President Susilo Bambang Yudhoyono has been honored with the United Nations Environment Program (UNEP) Award for Leadership in Promoting Ocean and Marine Conservation and Management.
The award was presented Wednesday by UNEP executive director Achiem Steiner during the opening of UNEP's 11th Special Session of the Governing Council in Nusa Dua, Bali, which is the first ministerial-level meeting organized by the UN body since the Climate Change Conference in Copenhagen.
The President was honored for "personally spearheading" the Coral Triangle Initiative (CTI), the high-level political commitment among the governments of several countries around the Coral Triangle area, to safeguard the region's marine and coastal biological resources for the sustainable growth and prosperity of current and future generations.
The Coral Triangle covers the areas of Indonesia, Malaysia, the Philippines, East Timor and Papua New Guinea. It lies across mere 1 percent of the earth’s surface, but is said to contain a third of the world's coral and three-quarters of its coral reef species.

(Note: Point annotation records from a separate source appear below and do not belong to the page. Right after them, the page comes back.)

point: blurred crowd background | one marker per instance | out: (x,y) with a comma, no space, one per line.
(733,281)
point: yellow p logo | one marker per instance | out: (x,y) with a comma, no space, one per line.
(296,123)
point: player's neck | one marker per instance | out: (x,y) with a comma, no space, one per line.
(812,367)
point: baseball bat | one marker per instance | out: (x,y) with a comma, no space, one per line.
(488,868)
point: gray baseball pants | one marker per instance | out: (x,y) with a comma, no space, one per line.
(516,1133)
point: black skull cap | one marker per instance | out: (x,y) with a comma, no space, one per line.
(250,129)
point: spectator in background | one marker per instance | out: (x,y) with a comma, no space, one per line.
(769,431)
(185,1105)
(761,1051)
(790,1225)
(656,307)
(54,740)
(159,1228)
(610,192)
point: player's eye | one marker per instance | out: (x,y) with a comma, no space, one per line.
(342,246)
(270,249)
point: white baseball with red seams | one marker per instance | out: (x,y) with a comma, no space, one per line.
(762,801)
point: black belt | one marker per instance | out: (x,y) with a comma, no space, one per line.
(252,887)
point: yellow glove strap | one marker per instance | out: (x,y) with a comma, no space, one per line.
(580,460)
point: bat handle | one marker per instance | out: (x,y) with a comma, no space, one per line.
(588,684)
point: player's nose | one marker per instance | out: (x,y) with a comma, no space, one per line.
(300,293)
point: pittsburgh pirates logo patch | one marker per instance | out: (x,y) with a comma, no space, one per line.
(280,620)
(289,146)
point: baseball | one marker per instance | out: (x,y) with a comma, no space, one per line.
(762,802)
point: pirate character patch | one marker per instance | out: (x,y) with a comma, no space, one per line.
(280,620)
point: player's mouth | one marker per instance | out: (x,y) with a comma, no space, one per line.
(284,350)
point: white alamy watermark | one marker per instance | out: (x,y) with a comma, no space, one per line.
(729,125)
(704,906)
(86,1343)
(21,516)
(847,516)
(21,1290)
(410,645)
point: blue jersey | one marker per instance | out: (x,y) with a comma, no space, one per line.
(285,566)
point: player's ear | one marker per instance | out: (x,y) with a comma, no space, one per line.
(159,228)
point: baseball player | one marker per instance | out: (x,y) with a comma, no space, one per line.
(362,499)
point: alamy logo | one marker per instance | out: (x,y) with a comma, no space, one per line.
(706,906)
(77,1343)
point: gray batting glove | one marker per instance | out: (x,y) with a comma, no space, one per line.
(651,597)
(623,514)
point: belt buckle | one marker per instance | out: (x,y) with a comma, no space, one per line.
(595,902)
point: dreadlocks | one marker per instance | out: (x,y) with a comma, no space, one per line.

In August 2007, Yudhoyono wrote to seven other leaders in the area proposing a new CTI, which was then agreed upon and signed in Manado shortly after the World Ocean Conference in May 2009.
"The CTI represents a key step in protecting one of the most important marine ecosystems on the planet," UNEP director of information Satinder Bindra said before presenting the award to the Indonesian President.
"It's a commendable example of regional cooperation and it's an initiative which has been personally spearheaded by His Excellency President Susilo Bambang Yudhoyono," he added.
In his speech after the award ceremony, Yudhoyono said the award belonged to all Indonesians, not just to him.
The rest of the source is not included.